[net.ai] AIList Digest V2 #164

LAWS@SRI-AI.ARPA (11/30/84)

From: AIList Moderator Kenneth Laws <AIList-REQUEST@SRI-AI>


AIList Digest            Friday, 30 Nov 1984      Volume 2 : Issue 164

Today's Topics:
  Algorithms - Karmarkar Algorithm & Linear Programming,
  Seminars - Search Complexity & User Interfaces  (IBM-SJ) &
    A Semantical Definition of Probability  (CSLI Stanford) &
    Learning in Stochastic Networks  (CMU)
----------------------------------------------------------------------

Date: 27 Nov 1984 17:19:38-EST (Tuesday)
From: S.Miller@wisc-rsch.arpa
Subject: Karmarkar Algorithm

          [Forwarded from the SRI-AI bboard by Laws@SRI-AI.]

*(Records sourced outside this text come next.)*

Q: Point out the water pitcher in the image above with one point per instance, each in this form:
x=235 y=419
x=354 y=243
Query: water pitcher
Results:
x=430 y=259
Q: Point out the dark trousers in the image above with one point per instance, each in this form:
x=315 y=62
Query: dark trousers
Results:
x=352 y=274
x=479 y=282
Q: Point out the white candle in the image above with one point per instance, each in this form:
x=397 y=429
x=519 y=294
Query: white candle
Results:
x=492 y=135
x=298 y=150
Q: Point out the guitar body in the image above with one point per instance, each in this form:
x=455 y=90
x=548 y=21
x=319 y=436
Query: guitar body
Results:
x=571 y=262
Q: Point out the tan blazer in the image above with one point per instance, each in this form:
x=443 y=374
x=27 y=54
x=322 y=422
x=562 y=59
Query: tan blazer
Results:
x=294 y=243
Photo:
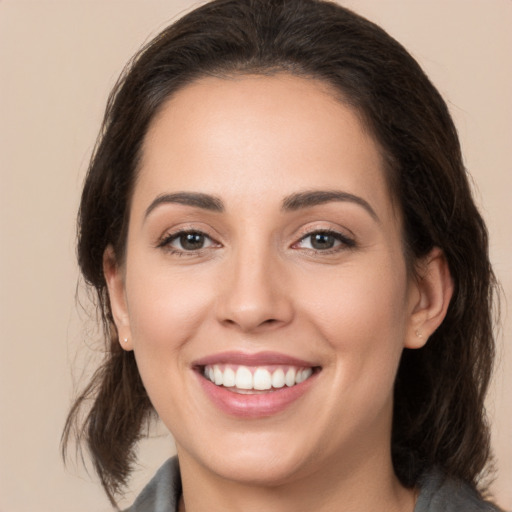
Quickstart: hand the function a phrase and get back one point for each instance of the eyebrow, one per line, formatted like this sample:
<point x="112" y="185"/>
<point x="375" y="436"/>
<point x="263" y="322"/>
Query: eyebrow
<point x="196" y="199"/>
<point x="312" y="198"/>
<point x="293" y="202"/>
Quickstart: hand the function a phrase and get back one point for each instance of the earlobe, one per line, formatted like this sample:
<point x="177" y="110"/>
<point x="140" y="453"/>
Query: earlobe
<point x="116" y="291"/>
<point x="434" y="285"/>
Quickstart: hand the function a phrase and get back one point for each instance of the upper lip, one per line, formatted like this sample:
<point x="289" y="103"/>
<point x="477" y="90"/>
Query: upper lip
<point x="255" y="359"/>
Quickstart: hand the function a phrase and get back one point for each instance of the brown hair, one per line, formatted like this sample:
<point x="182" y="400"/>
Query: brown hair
<point x="439" y="416"/>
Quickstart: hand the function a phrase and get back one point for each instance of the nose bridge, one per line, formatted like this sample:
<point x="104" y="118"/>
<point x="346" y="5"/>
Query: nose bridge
<point x="254" y="293"/>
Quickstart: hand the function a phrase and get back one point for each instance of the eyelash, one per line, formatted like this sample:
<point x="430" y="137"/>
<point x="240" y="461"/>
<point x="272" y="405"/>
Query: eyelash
<point x="344" y="242"/>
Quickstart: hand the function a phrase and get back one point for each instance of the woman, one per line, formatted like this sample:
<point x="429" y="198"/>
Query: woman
<point x="291" y="271"/>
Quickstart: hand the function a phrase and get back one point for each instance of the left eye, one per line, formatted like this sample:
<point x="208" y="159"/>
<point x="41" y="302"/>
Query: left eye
<point x="324" y="240"/>
<point x="188" y="241"/>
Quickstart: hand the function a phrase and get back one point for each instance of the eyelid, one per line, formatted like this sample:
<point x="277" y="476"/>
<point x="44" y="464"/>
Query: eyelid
<point x="169" y="236"/>
<point x="345" y="241"/>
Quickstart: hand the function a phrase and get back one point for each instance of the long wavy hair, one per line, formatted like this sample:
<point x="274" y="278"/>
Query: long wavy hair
<point x="439" y="416"/>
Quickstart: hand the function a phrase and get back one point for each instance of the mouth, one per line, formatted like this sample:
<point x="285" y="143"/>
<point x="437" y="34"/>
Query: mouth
<point x="254" y="385"/>
<point x="256" y="379"/>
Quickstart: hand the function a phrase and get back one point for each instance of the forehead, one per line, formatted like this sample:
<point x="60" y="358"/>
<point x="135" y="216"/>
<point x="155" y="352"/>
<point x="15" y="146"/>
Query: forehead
<point x="259" y="136"/>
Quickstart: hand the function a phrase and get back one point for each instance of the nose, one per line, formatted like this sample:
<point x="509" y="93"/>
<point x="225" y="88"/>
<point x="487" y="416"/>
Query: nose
<point x="256" y="294"/>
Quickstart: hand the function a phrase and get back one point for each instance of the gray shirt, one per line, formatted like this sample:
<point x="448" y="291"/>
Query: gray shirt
<point x="437" y="494"/>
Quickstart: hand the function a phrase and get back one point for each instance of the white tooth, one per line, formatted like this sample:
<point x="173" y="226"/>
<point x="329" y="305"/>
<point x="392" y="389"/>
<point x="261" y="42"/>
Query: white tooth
<point x="243" y="379"/>
<point x="217" y="375"/>
<point x="262" y="379"/>
<point x="229" y="378"/>
<point x="290" y="377"/>
<point x="307" y="373"/>
<point x="278" y="378"/>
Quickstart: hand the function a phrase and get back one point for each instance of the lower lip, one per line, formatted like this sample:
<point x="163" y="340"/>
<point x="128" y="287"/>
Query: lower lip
<point x="259" y="405"/>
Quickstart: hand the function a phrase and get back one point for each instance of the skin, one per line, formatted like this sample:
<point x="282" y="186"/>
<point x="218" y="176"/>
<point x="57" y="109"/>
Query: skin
<point x="258" y="285"/>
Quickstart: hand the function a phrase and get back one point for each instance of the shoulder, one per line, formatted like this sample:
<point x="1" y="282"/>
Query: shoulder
<point x="439" y="493"/>
<point x="162" y="492"/>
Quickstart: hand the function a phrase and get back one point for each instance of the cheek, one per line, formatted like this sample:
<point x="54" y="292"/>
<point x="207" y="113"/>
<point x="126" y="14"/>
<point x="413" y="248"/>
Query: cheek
<point x="165" y="309"/>
<point x="362" y="314"/>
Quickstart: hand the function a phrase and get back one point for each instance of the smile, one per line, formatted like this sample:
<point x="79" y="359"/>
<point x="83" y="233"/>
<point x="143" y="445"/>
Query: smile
<point x="252" y="386"/>
<point x="247" y="379"/>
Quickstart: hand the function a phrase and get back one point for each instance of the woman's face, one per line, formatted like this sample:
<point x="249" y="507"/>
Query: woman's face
<point x="264" y="254"/>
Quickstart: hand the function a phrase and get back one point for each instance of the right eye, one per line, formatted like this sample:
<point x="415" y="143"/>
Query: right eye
<point x="187" y="241"/>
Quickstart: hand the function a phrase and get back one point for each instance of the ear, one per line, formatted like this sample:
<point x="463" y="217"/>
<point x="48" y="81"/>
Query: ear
<point x="433" y="292"/>
<point x="114" y="278"/>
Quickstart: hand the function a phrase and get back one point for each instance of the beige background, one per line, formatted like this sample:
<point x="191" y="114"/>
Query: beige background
<point x="58" y="60"/>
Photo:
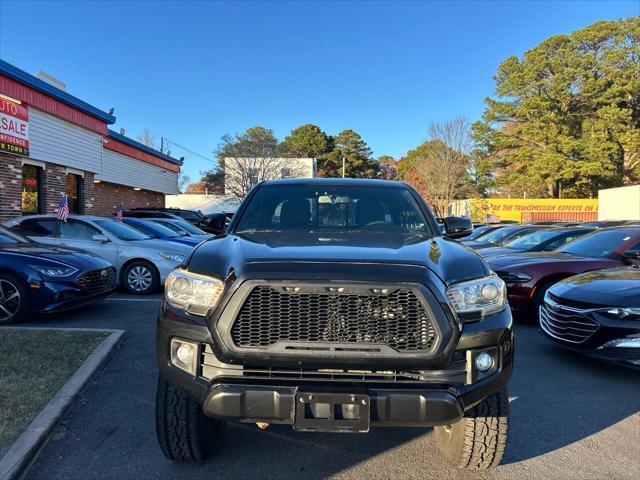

The Karmarkar algorithm was presented at STOC (Symposium on Theory of
Computing) on May 1, 1984 (STOC '84, p. 302)
"A New Polynomial time Algorithm on Linear Programming".
The STOC proceedings are available from the ACM if your
location doesn't have them.

------------------------------

Date: Mon 26 Nov 84 17:33:08-PST
From: Walter Murray <OR.MURRAY@SU-SIERRA.ARPA>
Subject: Linear Progamming Algorithms.

         [Forwarded from the Stanford bboard by CKaun@AIDS-UNIX.]

Some recent bboard messages have referred to linear programming. The
algorithm by Karmarkar is almost identical with iterative reweighted
least squares (IRLS). This latter algorithm is used to solve approximation
problems other than in the l2 norm. It can be shown that the form of
LP assumed by Karmarkar is equivalent to an l infinity approximation
problem. If this problem is then solved by the IRLS algorithm the
estimates of the solution generated are identical to those of the
Karmarkar algorithm (assuming certain free choices in the definition
of the algorithms). Perhaps it should be added that the algorithm is
not held in high regard in approximation circles. To solve a
an l infinity problem it is usually transformed to an LP and solved using
the simplex method.

A message from Kaun (forwarded by Malachi without a heading)
described an algorithm for LP which Kaund claimed requires o(n^3) work. It
is easy to demonstrate the algorithm may fail to converge to the solution.
The following is a cross-section of a hole consisting of straight
sides. Water is poured into this hole from the point x.


                  x


                o                       o
                .                       .
                o                       o
                 .                     .
                  .                   .
                   o                 o
                      .         .
                           o

The water hits a facet. It continues to fall until it hits a second
facet which is a vertex. Unless the water is prepared to leave the first facet
hit it will not reach the bottom.

------------------------------

Date: 27 Nov 84 11:45:16 PST (Tue)
From: Carl Kaun <ckaun@aids-unix>
Subject: Linear Programming Algorithm

Murray is correct -- the algorithm as stated will not usually converge
to the solution.  One problem is that removing components from the
gradient does not automatically force it to zero after N steps, as I
asserted.  It looks to me like the gradient stepping idea can still be
used in a more complicated scheme, and that the computational time for
the algorithm will be o(M*N^2), where M is the number of constraints.
But I want to verify the details better than I did for my original
message before saying more.

I still wonder if finding such a solution to the continuous (as opposed to
the integer) linear programming problem has any significance.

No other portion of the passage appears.